Advances in Human Rights – Moments in Time

Linking to the Moments in Time section of this resource, under the theme of this lesson plan ‘Gender and Sexual Diversity’:

  1. Ask students to research one of these moments advancing sexual orientations and gender identities.
  2. Ask them to write a short opinion piece that includes the following in their reflection:
    1. Media and other events surrounding that particular period and issue (e.g. 1968 saw the Canadian Criminal Code amended to decriminalize homosexuality in Canada).
    2. Was this particular human rights moment in time perceived as an advancement or a setback at the time? Please explain.
    3. Today, would that same moment be perceived as an advancement or a setback? Please explain.

Activity 4

Advances in Human Rights – Égale Canada

This organization was founded in 1986 to focus on education, advocacy, litigation and expert consultation. In 1995, Égale Canada incorporated the Human Rights Trust as a charity dedicated to advancing LGBTTQ human rights through education, research and community engagement. In the 20 years since the Égale Canada Human Rights Trust was founded, this organization intervened before Canadian courts and tribunals in 25 cases, including 11 before the Supreme Court of Canada.

  1. Ask students to select one of the 25 cases in which Égale Canada intervened.
  2. Ask them to write a short opinion piece that includes the following in their reflection:
    1. Media and other events surrounding that court case.
    2. What was the outcome of the case?
    3. To what extent did that outcome change society?

Activity 5

Anti-bullying behavior has been actively promoted throughout schools, communities and society at large. Even today, unfortunately, there are still instances of bullying that sometimes result in tragic outcomes, but also sometimes challenge courts and other organizations to make things right in an attempt to end bullying.

  1. Ask your students to research a bullying incident that has taken place in the last few years and reached the media.
  2. Ask your students to reflect on the following:
    • Was the bullying incident the result of cyber-bullying or physical assault?
    • Was legal action taken against the perpetrators (i.e. the bullies)?
    • What was the outcome of any action taken?
    • How did the community come together to support the family and friends of the victim?
    • What could you do to prevent something like this from happening again?
    • What does society need to do to end bullying once and for all?

Culminating Activity – From Reflection to Action

Safe Spaces

All people have a right to live in a safe space.
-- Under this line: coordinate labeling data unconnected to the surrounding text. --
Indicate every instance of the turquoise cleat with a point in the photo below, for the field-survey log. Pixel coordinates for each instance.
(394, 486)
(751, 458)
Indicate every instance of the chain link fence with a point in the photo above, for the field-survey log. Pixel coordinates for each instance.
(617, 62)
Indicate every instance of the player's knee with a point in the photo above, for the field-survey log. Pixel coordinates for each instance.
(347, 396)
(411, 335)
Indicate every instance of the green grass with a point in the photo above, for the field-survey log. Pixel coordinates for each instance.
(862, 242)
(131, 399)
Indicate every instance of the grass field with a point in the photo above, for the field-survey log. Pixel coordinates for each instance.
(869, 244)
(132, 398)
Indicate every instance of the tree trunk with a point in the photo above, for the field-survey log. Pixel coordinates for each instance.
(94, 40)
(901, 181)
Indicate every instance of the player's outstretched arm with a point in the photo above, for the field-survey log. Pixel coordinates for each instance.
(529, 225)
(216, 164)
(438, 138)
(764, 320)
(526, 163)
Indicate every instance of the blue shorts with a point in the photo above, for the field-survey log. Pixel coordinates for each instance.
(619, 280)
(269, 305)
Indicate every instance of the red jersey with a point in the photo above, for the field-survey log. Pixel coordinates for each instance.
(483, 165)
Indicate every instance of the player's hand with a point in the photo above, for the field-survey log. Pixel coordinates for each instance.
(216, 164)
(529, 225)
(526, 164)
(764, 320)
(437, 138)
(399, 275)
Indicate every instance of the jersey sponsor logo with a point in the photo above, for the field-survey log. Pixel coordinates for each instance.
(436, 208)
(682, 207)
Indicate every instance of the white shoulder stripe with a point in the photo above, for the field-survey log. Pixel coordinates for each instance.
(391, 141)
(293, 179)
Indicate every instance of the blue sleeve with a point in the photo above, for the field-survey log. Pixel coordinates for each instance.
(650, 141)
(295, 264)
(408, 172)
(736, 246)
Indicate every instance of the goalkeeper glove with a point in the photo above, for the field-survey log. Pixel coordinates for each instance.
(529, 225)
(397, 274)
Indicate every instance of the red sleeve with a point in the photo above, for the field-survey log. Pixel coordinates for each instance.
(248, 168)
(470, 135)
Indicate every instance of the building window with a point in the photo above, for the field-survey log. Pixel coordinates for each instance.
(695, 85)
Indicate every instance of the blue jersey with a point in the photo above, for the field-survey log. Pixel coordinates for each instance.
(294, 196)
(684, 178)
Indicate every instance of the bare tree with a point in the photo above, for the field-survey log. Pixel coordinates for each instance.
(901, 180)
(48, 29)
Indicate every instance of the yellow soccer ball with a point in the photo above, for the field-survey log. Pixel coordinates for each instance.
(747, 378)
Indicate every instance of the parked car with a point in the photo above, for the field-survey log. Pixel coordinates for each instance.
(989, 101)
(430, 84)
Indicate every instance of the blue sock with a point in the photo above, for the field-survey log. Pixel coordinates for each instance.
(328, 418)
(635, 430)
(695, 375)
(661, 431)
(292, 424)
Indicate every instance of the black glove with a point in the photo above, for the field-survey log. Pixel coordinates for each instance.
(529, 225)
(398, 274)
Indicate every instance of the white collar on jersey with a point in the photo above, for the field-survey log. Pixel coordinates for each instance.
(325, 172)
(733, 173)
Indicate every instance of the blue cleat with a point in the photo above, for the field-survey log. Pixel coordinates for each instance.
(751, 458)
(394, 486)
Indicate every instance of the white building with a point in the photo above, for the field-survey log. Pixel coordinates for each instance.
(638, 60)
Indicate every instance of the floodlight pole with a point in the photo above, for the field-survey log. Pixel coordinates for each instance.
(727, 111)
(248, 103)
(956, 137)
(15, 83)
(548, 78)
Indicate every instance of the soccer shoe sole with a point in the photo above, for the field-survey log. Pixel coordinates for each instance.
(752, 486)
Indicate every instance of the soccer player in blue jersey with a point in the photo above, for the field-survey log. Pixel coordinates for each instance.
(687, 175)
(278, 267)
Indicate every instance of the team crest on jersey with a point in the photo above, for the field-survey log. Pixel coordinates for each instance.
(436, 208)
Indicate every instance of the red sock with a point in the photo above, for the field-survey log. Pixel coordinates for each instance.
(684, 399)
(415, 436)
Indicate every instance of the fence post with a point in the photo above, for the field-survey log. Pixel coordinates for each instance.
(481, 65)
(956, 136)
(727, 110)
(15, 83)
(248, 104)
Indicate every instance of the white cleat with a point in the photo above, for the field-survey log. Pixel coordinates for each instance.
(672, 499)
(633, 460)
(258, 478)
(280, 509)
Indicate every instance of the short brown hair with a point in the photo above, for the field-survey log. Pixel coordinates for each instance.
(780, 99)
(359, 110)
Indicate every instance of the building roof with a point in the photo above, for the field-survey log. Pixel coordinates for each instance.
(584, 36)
Attention must be focused within the school on those things that create or inhibit safety for every student. Everyone in the school community has a responsibility for making school climate positive. Complacency makes each of us part of the problem rather than the solution.

  1. Does your school have a climate of safety and inclusion for all of its students and teachers?
    1. If yes, how is that achieved and maintained?
  2. Does your school have a gay-straight alliance that is student-led?
    1. If yes, see how you can develop a school-community social action project that will inform citizens in your community and encourage them to celebrate gender identity with you.
    2. If no, develop a plan to implement a gay-straight alliance in your school. Find out what the ten steps to creating a Gay-Straight Alliance (GSA) are and include these in your plan.
  3. Make your pitch to the student leaders and staff for their suggestions and endorsement.
  4. Be creative!

Extension Activity

Official Launch of Your Safe Space or GSA

Host an evening for students and parents in your community to inform and celebrate your school’s safe space designation or your school’s Gay-Straight or Gender Sexuality Alliance. Don’t be just a learner; be a teacher as well.